Title Description
Give an interval of a-B to count the number of occurrences in this interval of 0-9.
For example, 10-19,1 appears 11 times (10,11,12,13,14,15,16,17,18,19, of which 11 includes 2 1), and the remaining numbers appear 1 times.
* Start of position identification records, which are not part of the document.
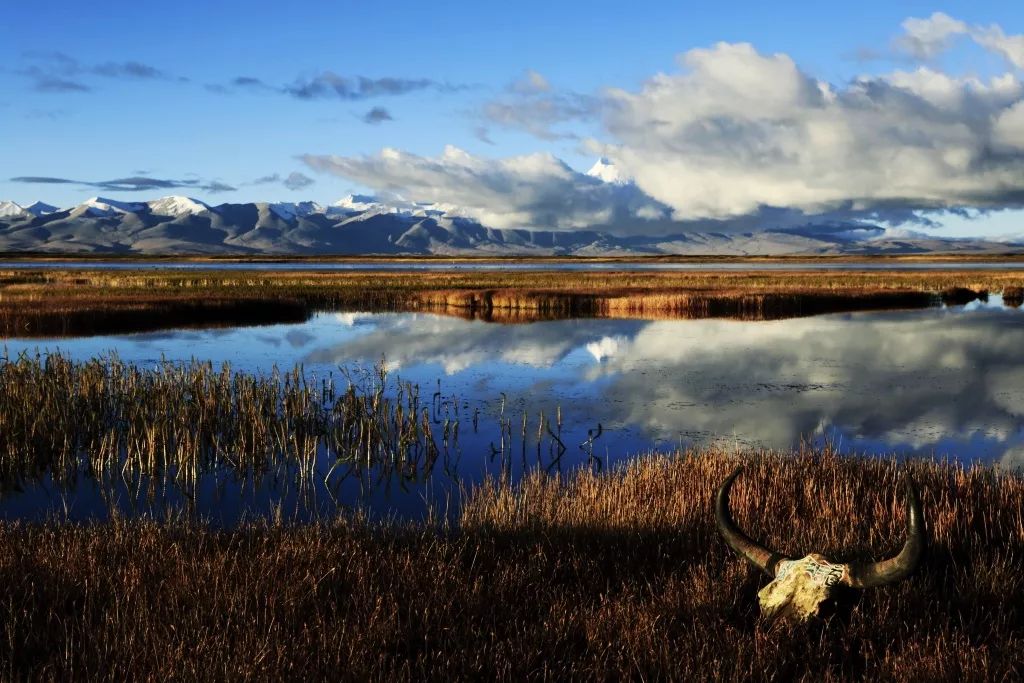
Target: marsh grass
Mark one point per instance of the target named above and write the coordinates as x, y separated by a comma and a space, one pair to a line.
61, 303
173, 421
595, 577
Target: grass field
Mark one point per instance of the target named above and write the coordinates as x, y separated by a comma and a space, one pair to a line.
600, 577
40, 303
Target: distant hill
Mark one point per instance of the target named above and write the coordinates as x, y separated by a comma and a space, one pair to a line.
359, 224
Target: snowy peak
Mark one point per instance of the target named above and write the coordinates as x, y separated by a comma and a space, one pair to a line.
41, 209
292, 210
98, 206
177, 206
356, 203
8, 209
605, 170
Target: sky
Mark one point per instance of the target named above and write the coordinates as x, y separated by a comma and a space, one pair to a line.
727, 116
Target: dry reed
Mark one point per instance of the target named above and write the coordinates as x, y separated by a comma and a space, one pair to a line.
609, 577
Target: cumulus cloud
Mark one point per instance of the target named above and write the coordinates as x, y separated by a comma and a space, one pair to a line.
296, 180
377, 115
734, 138
131, 184
531, 190
925, 38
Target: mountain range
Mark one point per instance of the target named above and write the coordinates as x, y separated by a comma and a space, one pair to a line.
360, 224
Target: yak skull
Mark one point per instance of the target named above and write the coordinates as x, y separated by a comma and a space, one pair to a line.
802, 588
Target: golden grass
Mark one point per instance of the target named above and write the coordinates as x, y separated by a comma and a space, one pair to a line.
175, 422
607, 577
54, 302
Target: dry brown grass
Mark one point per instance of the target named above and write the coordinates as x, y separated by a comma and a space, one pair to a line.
175, 422
54, 303
597, 578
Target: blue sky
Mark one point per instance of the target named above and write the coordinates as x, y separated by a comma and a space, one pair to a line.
93, 92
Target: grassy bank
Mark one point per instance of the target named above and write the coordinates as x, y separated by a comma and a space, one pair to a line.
601, 577
55, 302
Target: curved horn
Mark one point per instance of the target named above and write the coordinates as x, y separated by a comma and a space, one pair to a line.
758, 555
870, 574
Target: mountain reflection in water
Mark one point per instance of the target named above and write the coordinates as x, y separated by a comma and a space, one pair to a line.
944, 382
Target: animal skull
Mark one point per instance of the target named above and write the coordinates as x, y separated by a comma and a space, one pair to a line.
801, 589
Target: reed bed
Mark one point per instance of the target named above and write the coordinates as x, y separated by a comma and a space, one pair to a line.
180, 421
56, 303
596, 577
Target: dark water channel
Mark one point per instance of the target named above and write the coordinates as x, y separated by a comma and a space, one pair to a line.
944, 382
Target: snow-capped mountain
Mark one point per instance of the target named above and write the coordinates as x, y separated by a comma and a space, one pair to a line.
355, 204
292, 210
8, 209
40, 209
98, 206
177, 206
365, 224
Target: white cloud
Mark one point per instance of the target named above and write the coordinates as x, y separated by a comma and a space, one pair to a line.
1010, 47
531, 190
927, 38
735, 137
736, 130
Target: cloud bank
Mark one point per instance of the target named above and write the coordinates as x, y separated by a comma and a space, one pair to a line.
529, 190
733, 135
131, 184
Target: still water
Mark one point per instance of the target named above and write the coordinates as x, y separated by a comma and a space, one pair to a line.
941, 382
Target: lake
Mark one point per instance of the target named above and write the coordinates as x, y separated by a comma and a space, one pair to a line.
944, 382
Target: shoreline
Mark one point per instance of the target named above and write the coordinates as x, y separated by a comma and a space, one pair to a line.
598, 575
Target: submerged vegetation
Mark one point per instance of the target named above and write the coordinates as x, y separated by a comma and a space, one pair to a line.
610, 575
39, 303
177, 422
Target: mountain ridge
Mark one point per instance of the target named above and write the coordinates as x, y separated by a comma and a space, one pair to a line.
361, 224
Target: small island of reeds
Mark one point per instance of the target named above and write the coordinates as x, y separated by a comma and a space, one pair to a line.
610, 575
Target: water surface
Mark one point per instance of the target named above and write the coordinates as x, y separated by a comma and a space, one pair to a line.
941, 382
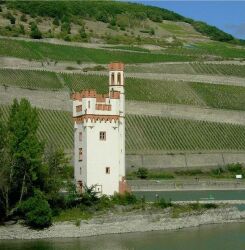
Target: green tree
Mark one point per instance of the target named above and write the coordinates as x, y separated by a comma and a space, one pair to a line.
36, 211
142, 173
25, 148
35, 32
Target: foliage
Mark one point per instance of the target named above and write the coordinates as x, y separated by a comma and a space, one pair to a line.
161, 203
219, 69
142, 173
212, 32
31, 79
11, 18
121, 14
124, 199
35, 32
40, 51
36, 211
220, 96
235, 168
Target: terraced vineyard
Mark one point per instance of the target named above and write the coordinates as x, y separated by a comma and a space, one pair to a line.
219, 69
42, 51
152, 134
138, 89
190, 68
221, 96
149, 134
32, 79
173, 68
55, 127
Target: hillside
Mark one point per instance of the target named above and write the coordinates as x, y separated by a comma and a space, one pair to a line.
104, 21
185, 89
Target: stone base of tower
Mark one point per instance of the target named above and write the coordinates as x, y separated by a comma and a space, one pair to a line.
123, 186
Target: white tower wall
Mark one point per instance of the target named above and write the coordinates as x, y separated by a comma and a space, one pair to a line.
99, 136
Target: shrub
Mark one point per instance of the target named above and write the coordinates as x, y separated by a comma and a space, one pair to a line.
235, 168
210, 205
162, 203
36, 211
142, 173
124, 199
35, 32
23, 18
11, 18
56, 21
Input
Two number A, a (1 <= a <= b <= 10^18) Output
Output a total of 10 rows, respectively, 0-9 occurrences of the input example
10 19
Output Example
1
1
1
1
1
1
1
1
1
Thinking of solving problems
Solution One:
Considering the feasible value of each digit from low to High, dp[i] represents the number of feasible values for the current number of digits. Take 235678 as an example, assuming that the now=5 is currently traversed, this high=23,after=678,tmp=1000:
1. When I < now, the high value range is [0,23], then dp[i]+= (high+1) *tmp;
2. When I > now, the high value range is [0,22], then dp[i]+=high*tmp;
3. When i = Now, corresponds to whether the high value is equal to two cases. When the high =high, the low value can not exceed after, that is, there are after+1 (plus a low value of 0 this case); When the high value is [0,22], the corresponding case is high* tmp. Then dp[i]+=high*tmp+after+1.
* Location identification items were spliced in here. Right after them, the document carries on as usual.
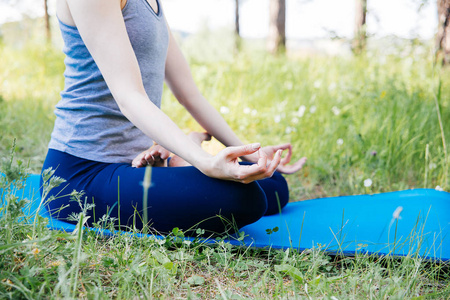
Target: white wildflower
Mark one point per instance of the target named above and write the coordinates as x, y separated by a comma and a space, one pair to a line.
288, 85
332, 86
397, 211
301, 111
438, 188
335, 110
224, 110
289, 129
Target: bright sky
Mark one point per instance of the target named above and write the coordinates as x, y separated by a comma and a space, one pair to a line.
305, 18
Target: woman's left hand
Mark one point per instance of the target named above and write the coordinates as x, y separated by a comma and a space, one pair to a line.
284, 166
155, 157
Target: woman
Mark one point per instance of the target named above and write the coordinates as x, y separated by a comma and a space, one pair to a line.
118, 53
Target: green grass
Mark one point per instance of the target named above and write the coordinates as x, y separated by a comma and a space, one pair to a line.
383, 104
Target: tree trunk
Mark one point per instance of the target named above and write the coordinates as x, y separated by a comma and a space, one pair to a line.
443, 34
277, 27
359, 40
237, 35
47, 23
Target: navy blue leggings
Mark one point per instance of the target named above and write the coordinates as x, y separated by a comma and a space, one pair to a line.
180, 197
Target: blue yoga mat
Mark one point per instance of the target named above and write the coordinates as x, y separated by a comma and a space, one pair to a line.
411, 222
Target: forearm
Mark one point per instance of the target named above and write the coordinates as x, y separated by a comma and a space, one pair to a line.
155, 124
212, 121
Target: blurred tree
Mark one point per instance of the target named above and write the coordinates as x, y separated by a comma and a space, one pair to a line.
443, 33
237, 37
277, 27
47, 23
359, 39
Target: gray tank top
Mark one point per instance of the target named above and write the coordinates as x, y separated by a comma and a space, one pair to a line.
88, 122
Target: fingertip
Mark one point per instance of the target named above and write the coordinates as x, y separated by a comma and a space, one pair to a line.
256, 146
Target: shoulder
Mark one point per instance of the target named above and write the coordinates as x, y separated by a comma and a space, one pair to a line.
64, 15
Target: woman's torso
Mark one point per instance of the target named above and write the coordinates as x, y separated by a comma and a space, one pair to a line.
88, 122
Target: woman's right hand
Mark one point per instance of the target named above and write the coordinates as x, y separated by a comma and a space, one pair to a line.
225, 165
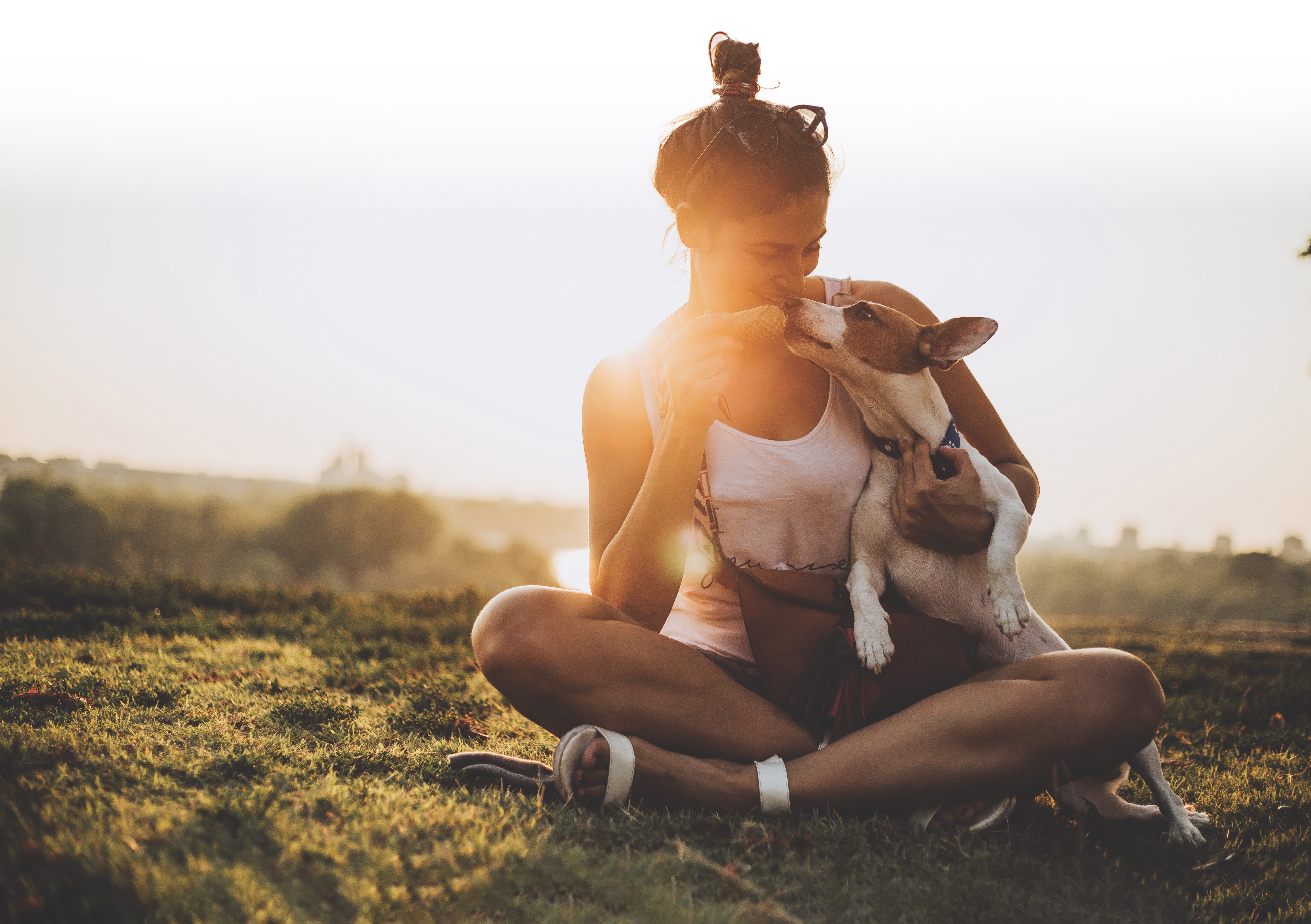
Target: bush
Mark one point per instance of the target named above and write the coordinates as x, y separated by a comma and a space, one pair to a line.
52, 525
353, 531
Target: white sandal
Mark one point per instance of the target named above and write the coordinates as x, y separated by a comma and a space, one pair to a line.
771, 775
992, 818
619, 780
PS: When i=0, it is necessary to subtract the high value of 0, that is, dp[0]-=tmp.
Solution Two:
Implemented in recursive mode, Dp[i] represents the number of possible values for the current number of digits. Also take 235678 as an example, assuming that the current traversal to 5 this digit, because in the recursive process, 235*** this situation in the previous layer has been calculated, so the current layer x=234, corresponding Now=4,before =23=t, tmp=1000.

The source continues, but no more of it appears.